7. The joystick operating device according to any one of claims 1-6, characterized in that, The rocker arm includes an outer sleeve and an inner core rod slidably connected inside the outer sleeve. An elastic element is provided between the outer sleeve and the inner core rod to push them away from each other. The lower part of the outer sleeve is hinged to the first rocker arm, and the lower end of the inner core rod abuts against the base of the housing.

8. The joystick operating device according to claim 7, characterized in that, The elastic element is a spring. The lower inner side of the outer sleeve is provided with a spring receiving cavity. The lower end of the inner core rod is provided with an end cap. The end cap is provided with a spring receiving seat. The upper end of the spring is installed in the spring receiving cavity, and the lower end of the spring is installed in the spring receiving seat.

9. The joystick operating device according to claim 8, characterized in that, The lower end face of the outer sleeve is provided with a groove extending along the length direction of the outer sleeve, thereby forming the spring receiving cavity; And / or, the upper inner side of the outer sleeve is provided with an annular protrusion, and the inner core rod is provided with a limiting step that cooperates with the annular protrusion; And / or, the end cap has a recessed groove in the middle of the side near the base, and the base has a guide protrusion that mates with the recessed groove; And / or, the end cap has an arc-shaped guide surface on one side edge near the base.

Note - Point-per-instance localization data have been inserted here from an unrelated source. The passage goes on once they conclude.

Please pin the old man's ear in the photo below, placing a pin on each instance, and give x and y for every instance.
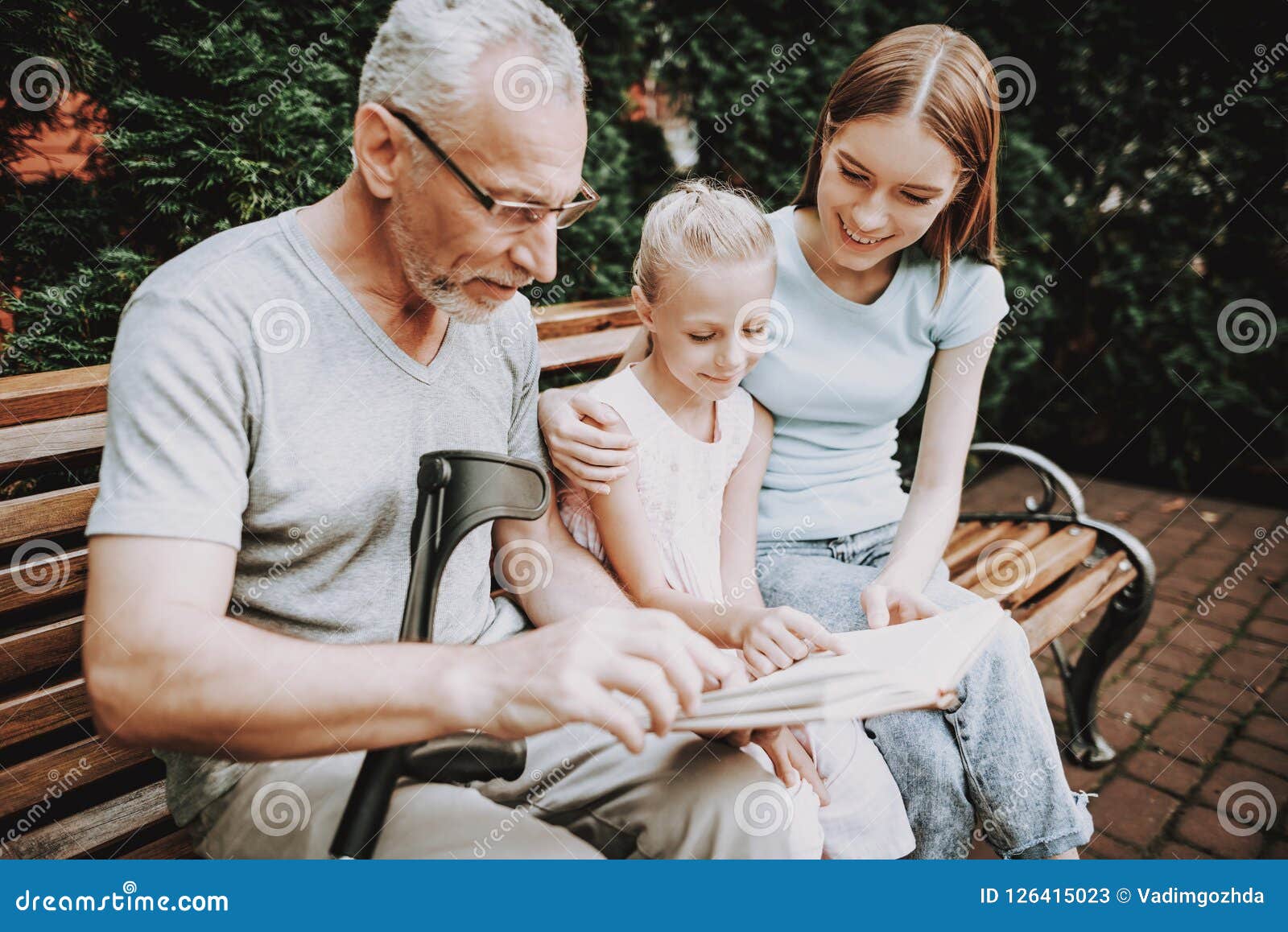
(380, 150)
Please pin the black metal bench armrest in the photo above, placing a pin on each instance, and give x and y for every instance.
(1053, 476)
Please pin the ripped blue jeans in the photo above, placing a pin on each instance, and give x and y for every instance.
(993, 757)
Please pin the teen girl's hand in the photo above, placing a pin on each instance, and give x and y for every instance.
(888, 605)
(588, 442)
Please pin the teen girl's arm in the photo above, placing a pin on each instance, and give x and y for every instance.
(952, 408)
(770, 639)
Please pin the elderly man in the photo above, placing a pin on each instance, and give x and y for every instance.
(272, 390)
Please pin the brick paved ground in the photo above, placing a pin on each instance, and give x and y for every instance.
(1199, 702)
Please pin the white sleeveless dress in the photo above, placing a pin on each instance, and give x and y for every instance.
(682, 485)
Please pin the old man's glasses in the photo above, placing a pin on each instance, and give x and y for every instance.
(515, 214)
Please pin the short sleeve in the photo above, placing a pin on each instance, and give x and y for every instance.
(972, 307)
(525, 438)
(178, 443)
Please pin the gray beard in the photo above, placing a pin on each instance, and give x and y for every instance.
(436, 285)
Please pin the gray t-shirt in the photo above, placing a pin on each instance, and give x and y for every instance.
(253, 402)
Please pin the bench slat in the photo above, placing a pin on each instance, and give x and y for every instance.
(969, 546)
(583, 317)
(585, 349)
(113, 822)
(77, 765)
(1024, 538)
(29, 444)
(44, 710)
(1051, 558)
(1075, 600)
(40, 579)
(44, 648)
(45, 515)
(45, 395)
(174, 846)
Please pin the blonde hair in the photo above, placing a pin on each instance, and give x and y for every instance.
(940, 77)
(699, 223)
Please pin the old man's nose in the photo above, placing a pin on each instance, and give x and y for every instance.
(535, 250)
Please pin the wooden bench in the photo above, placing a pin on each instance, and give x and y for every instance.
(70, 794)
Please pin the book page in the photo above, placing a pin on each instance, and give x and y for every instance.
(907, 666)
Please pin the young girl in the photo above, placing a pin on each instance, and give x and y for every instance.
(888, 273)
(679, 526)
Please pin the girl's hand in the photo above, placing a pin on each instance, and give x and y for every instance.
(588, 442)
(774, 639)
(894, 605)
(790, 758)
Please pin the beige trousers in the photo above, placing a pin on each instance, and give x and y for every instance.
(583, 796)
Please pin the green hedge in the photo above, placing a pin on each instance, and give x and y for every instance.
(1135, 212)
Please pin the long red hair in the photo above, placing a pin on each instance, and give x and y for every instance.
(959, 105)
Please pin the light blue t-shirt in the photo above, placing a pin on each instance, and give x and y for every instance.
(845, 376)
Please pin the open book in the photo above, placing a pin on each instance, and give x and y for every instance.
(910, 666)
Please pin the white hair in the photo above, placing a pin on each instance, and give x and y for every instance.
(697, 225)
(425, 53)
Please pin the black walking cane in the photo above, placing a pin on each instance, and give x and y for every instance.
(459, 491)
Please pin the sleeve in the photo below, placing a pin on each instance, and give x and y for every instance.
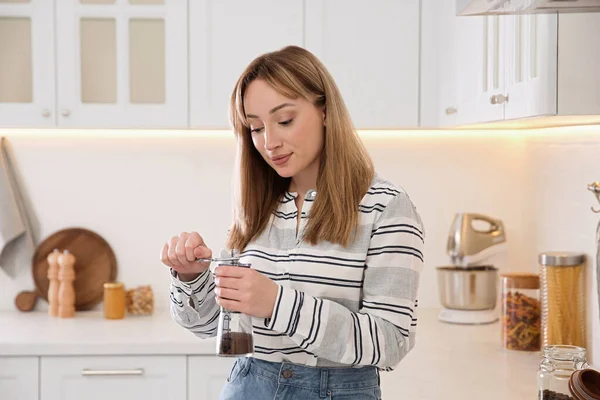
(193, 304)
(382, 332)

10. The joystick operating device according to claim 7, characterized in that, The base has a push switch on the side away from the first magnetic induction sensor that can be triggered by the end of the first rocker arm, and the push switch is at least partially located on the outer side of the housing. And / or, the outer side wall of the housing is provided with an arc groove, and the base is provided with a pivot plate at a position corresponding to the arc groove. The pivot plate and the arc groove together form a circular mounting hole for mounting the end pivots of the first rocker arm and the second rocker arm. And / or, the outer shell of the housing is provided with hooks on two opposite side walls for engaging the base; And / or, the first direction is perpendicular to the second direction.

11. An electronic device, characterized in that, Includes the joystick operating device as described in any one of claims 1-10.